E então? “Então, o adulto tem que parar e entender que o filho está nessa condição porque sentiu uma pressão sobre si mesmo e que essa pressão se tornou excessiva. E, depois, tem que tentar se encontrar com a escola, que deve aprender a se mostrar sensível a esses temas. Trata-se de um caminho alternativo que é muito possível de ativar: pode ser o EaD, o homeschooling. Ao mesmo tempo, é preciso tentar dar origem a uma relação íntima com o jovem, mesmo que seja difícil, porque os filhos raramente falam com os genitores com intimidade. Por outro lado, impedir que os jovens usem a internet não faz sentido: temos histórias de genitores que destruíram computadores e de filhos que responderam com a violência até mesmo contra si mesmos. Ao invés disso, faz sentido se dirigir a um psicólogo. Se o jovem se recusar a ir, há também uma rede de educadores, formados nos desconfortos sociais, que vão em casa para se encontrar com o jovem.

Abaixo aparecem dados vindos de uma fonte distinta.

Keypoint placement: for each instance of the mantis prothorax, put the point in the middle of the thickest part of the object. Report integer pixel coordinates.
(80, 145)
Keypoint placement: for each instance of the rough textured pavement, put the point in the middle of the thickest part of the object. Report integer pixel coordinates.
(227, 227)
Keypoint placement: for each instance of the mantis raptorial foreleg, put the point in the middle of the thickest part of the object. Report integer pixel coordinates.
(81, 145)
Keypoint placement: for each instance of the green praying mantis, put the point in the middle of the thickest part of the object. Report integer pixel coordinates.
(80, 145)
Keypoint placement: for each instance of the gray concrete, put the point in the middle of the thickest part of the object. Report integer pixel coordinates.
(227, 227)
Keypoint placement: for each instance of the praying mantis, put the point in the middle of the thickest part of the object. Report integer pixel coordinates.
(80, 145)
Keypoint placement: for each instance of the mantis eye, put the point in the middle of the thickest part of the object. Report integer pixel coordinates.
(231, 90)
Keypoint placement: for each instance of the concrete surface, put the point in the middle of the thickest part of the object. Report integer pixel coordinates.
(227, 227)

Ao mesmo tempo, os adultos podem trabalhar sobre si mesmos.”

 

Trabalhar sobre si mesmo

 

Sim, porque, se um adolescente ou um jovem adulto está em um estado tão doloroso e debilitante, não é absolutamente óbvio que se trata de um problema apenas dele. Pode ser também uma questão de contexto.

 

“Certamente, pode haver comportamentos disfuncionais dentro da família. Então, os pais também devem recorrer a especialistas. Nós, como associação, temos grupos de genitores apoiados por psicólogos em toda a Itália. Em primeiro lugar, porque são os genitores que pedem ajuda, os filhos não pedem. Segundo, porque, trabalhando com mães e pais, é possível melhorar a condição dos filhos. Mas, se o ideal é se dirigir a um psicólogo ou a um psiquiatra que conhecem o transtorno, isso nem sempre acontece: os genitores se encontram diante de percursos de apoio falimentares ou custosos: no âmbito da saúde mental, o Estado não ajuda, e nem todos podem se dar ao luxo de custear psicólogos em longo prazo.”